Changing trends in Life Insurance – Rise of Digital
- Pradeep Pandey, Chief Marketing Officer
Internet usage in India is presently at 350 mn which translates to approx. 30% of the population. China has a penetration of 48% and US at 84%; however, India is adding users at a furious pace with an addition of 60 lakh new users or in other words 2 lakh new internet users every day.
India will follow China in terms of digital adoption as both countries share a similar social and demographic behaviour. China’s e-commerce today stands at $675 bn which is 30 times India’s e-commerce market. This gap is the real potential we are talking about and the next 10 years will really catapult India into the world’s second largest digital economy.
Life insurance was always considered a “push” category and the possibility of a consumer seeking insurance on his/her own without any “human push” was unthinkable until a few years back. The conventional mode of personal sales through a physical channel is still predominant and will continue to be so at least for the next 15-20 years. However, it is interesting to note the shift and adoption of online channels such as aggregators or companies selling directly.
Size of the Indian online insurance market would be approx.

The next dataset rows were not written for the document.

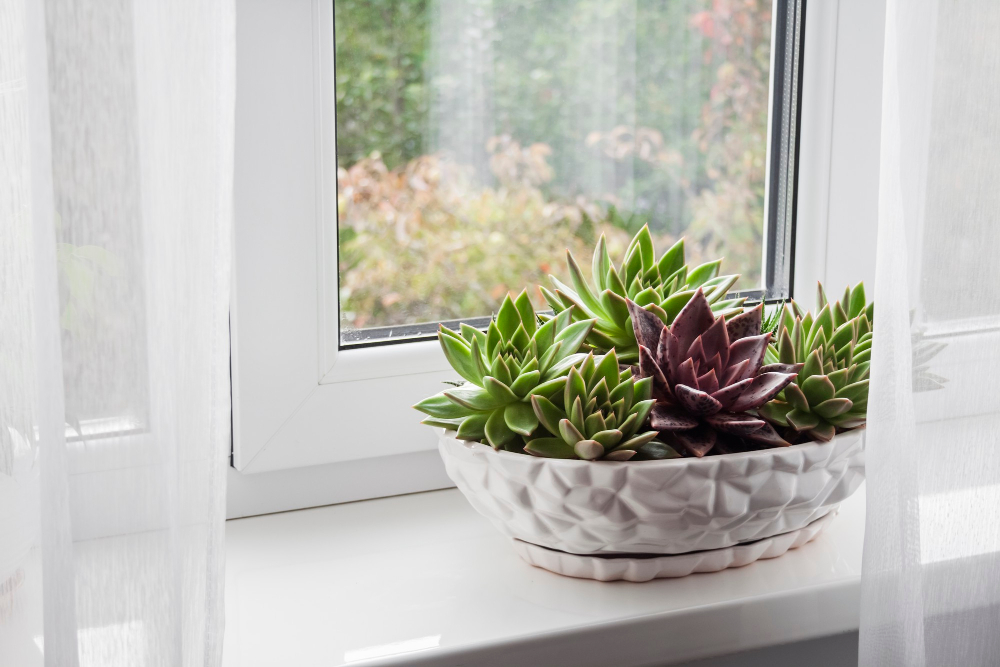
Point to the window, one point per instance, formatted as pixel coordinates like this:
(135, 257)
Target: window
(477, 139)
(321, 401)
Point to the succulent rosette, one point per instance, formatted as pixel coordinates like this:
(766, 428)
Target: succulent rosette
(708, 374)
(830, 393)
(659, 285)
(504, 366)
(602, 414)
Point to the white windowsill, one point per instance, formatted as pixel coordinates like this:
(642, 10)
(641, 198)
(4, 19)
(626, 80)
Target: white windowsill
(424, 580)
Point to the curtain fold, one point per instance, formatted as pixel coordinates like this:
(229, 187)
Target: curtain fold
(116, 122)
(931, 575)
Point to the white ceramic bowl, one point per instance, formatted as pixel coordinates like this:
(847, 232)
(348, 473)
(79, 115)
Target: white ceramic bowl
(655, 507)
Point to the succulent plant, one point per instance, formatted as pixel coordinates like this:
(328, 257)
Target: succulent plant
(831, 390)
(662, 286)
(602, 414)
(513, 360)
(707, 374)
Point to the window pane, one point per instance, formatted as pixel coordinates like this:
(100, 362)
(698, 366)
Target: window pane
(476, 139)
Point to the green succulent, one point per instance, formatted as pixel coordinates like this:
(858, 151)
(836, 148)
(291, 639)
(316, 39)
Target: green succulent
(602, 414)
(514, 359)
(662, 286)
(831, 390)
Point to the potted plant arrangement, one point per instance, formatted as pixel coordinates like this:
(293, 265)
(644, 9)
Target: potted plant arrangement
(652, 426)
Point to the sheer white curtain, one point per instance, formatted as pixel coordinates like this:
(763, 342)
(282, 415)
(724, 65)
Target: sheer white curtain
(931, 583)
(116, 133)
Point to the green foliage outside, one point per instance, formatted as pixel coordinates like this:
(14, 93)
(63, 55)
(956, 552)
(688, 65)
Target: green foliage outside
(671, 132)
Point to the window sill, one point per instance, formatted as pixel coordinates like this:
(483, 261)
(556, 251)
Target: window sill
(424, 580)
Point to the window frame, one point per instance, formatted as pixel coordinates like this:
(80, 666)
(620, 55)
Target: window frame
(314, 424)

Rs 2000 cr. with life insurance contributing to 40% of this. While non-life was the harbinger of online sales, awareness of pure protection products like Term Plans made consumers buy directly online. In recent years, ULIPs (unit linked insurance plans) have picked steam and consumers find it more prudent to buy these products online. Some of the factors which favour Direct-to-Consumer (through online channels) are:
WYSWYG – What You See is What You Get. Companies are making it easier for consumers to understand what they are buying and get a fair understanding of the product before investing. However, we still have to go a far distance in terms of making a world-class cutting edge user experience and interface.

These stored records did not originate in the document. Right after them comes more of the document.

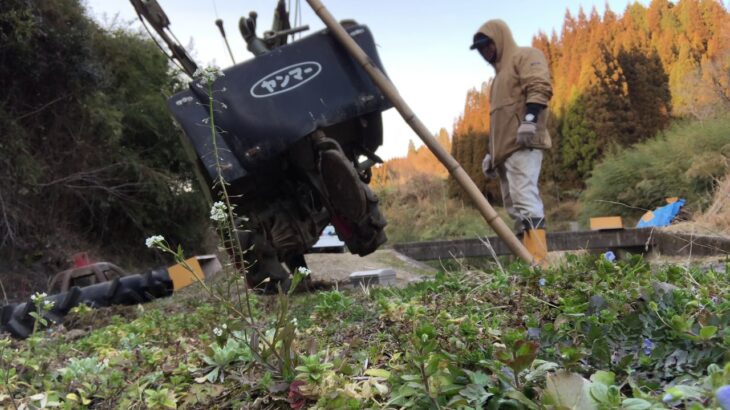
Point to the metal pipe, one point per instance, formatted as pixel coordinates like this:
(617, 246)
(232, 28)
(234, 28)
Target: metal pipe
(453, 166)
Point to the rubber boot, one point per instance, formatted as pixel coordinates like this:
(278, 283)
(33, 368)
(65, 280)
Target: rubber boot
(536, 243)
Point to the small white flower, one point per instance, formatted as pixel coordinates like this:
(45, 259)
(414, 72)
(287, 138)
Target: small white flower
(154, 241)
(218, 212)
(38, 296)
(304, 271)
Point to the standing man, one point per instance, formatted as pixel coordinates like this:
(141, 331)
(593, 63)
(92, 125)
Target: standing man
(518, 97)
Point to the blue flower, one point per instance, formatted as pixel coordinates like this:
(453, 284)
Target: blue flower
(723, 396)
(648, 346)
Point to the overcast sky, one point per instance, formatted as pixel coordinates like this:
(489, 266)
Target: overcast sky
(424, 45)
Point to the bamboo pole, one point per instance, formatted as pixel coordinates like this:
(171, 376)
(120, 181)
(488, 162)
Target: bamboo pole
(454, 168)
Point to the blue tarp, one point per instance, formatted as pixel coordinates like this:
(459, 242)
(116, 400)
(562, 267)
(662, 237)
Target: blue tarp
(661, 216)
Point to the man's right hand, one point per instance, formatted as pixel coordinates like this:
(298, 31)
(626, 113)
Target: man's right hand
(487, 169)
(526, 134)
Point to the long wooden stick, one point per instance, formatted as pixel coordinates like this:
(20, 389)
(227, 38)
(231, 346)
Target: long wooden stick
(453, 166)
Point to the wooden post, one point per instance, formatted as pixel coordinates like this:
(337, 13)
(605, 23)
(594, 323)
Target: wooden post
(454, 168)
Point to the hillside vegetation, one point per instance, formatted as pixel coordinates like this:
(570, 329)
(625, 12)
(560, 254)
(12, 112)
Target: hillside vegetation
(689, 161)
(89, 158)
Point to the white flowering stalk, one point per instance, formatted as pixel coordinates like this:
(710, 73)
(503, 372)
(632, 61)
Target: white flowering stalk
(218, 212)
(155, 241)
(304, 271)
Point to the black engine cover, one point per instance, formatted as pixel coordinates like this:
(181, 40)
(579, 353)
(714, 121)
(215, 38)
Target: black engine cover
(273, 100)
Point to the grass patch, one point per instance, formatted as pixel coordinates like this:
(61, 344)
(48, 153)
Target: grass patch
(687, 161)
(629, 333)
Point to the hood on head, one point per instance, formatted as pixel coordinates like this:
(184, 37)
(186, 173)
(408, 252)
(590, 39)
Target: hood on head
(500, 33)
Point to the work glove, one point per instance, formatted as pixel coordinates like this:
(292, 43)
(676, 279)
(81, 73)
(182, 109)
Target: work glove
(526, 134)
(487, 169)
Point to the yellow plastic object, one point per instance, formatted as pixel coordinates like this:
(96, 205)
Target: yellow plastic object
(200, 265)
(536, 243)
(606, 222)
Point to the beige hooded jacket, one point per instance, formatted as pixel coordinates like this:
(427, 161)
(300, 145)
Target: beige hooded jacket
(522, 76)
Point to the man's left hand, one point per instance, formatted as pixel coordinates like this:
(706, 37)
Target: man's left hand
(526, 134)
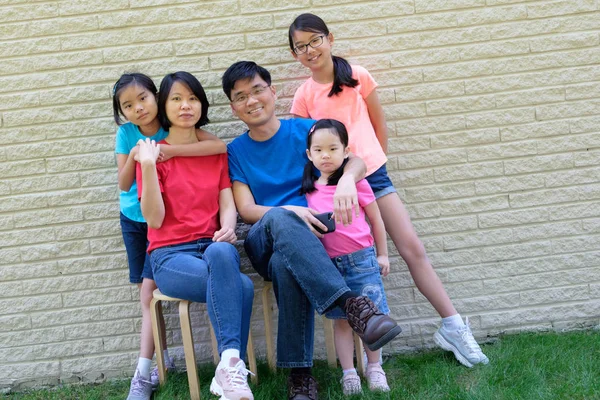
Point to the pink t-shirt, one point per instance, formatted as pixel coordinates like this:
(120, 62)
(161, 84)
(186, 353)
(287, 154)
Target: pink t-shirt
(350, 238)
(348, 107)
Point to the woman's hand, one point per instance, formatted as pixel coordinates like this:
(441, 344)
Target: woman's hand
(148, 151)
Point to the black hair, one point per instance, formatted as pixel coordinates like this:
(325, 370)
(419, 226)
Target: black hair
(242, 70)
(193, 84)
(125, 81)
(342, 71)
(309, 176)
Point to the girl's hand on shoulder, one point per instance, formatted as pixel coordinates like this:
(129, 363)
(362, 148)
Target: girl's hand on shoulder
(384, 265)
(225, 235)
(148, 151)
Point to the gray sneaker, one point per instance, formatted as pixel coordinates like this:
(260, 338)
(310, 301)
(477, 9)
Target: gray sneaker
(170, 364)
(140, 388)
(462, 343)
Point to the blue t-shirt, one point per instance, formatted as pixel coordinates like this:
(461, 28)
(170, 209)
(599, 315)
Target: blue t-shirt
(272, 169)
(127, 137)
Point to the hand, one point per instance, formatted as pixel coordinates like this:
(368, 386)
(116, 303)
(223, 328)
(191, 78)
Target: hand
(384, 265)
(345, 201)
(148, 151)
(308, 216)
(225, 235)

There is always the “good deal” expectation from e-commerce and it is no different when it comes to insurance. The prices of online products are cheaper than offline products, though one would expect some resetting of pricing in the near term to make the channel viable for the industry.
There are variations and different combinations which the industry is making for consumers to buy. Today, there is a good variety of offerings which a consumer can select from at the click of a button. Companies which innovate constantly on products as well as service delivery are the ones which will win in this game.
Online channel also has very good persistency which helps companies offer lower prices. Persistency is one of the key parameters which define profitability for insurance companies and any model which delivers on this is a great asset for the industry.
Digital also has a role to play in helping consumers understand the product and take an informed decision which is customised and unique to their lifestyle. Tablet based financial planning and subsequent recommendation of products is an example of this. It has been observed that people who buy offline, research the products online, which is popularly called the ROBO (Research Online Buy Offline).
With the number of smartphone users in India currently at 250 mn and projected to go up to 700 mn in the next 3 years, digital is definitely on the rise. Consumers are going digital, and companies who understand this changing landscape and keep pace with consumers of tomorrow will win.